В ходе протестов, связанных по всему миру с движением Black Lives Matter, критика коснулась и садов самих по себе, особенно приусадебных владений аристократии, принадлежащих Национальному фонду. Казалось бы, сад или парк – нечто более невинное или даже достойное, чем памятник работорговцу, но у них всё равно есть скрытая связь с колониализмом и рабством. Дело не только в том, что многие знакомые нам садовые растения, от юкки и магнолии до глицинии и агапантуса, – привозная «экзотика», наследие колониальной эпохи, времени неистовой охоты за растениями. Помимо этого, за счет рабского труда создавался капитал, направляемый на организованное благоустройство ландшафтов: баснословная выручка с сахарных плантаций шла на строительство роскошных зданий и устройство садов в Англии.

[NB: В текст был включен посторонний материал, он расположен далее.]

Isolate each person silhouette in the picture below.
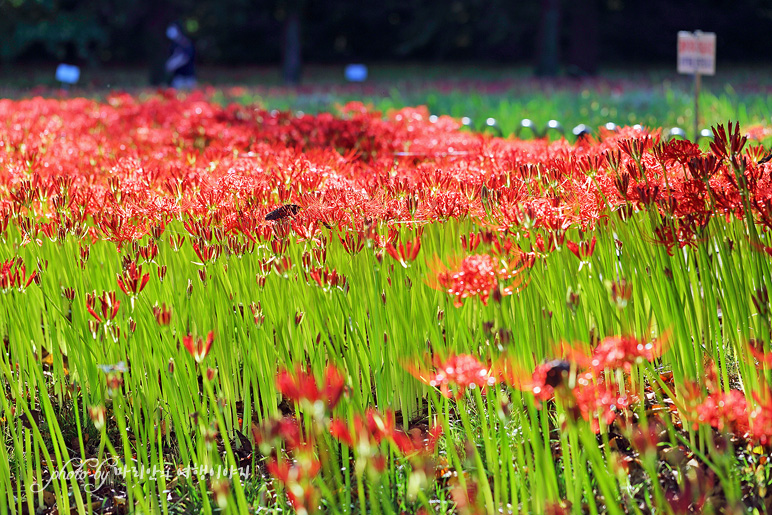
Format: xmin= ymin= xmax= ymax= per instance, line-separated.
xmin=165 ymin=22 xmax=196 ymax=89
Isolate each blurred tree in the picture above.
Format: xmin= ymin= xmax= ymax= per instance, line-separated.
xmin=535 ymin=0 xmax=561 ymax=76
xmin=279 ymin=0 xmax=304 ymax=84
xmin=370 ymin=0 xmax=536 ymax=61
xmin=2 ymin=0 xmax=772 ymax=70
xmin=0 ymin=0 xmax=107 ymax=64
xmin=566 ymin=0 xmax=599 ymax=76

Для определенной аудитории такая дискуссия была невыносима: она переводила в политическую плоскость то, что, по их мнению, должно быть нейтральным, – прекрасную тихую гавань в стороне от дебатов. Им не хотелось задаваться вопросом о том, сколько стоит построить рай, они не желали разрушать уютное очарование так называемого исторического ландшафта. Для других всё это превращало сад в омраченную, чуть ли не зараженную территорию, неоспоримый источник привилегий, блистательный плод грязных денег. Мне самой казалось, что, с одной стороны, вся прелесть сада действительно кроется в его отрешенности, кажущейся отделенности от большого мира, но идея о том, что он существует вне истории и политики, невозможна. Сад – это капсула времени и вместе с тем портал, ведущий за его пределы.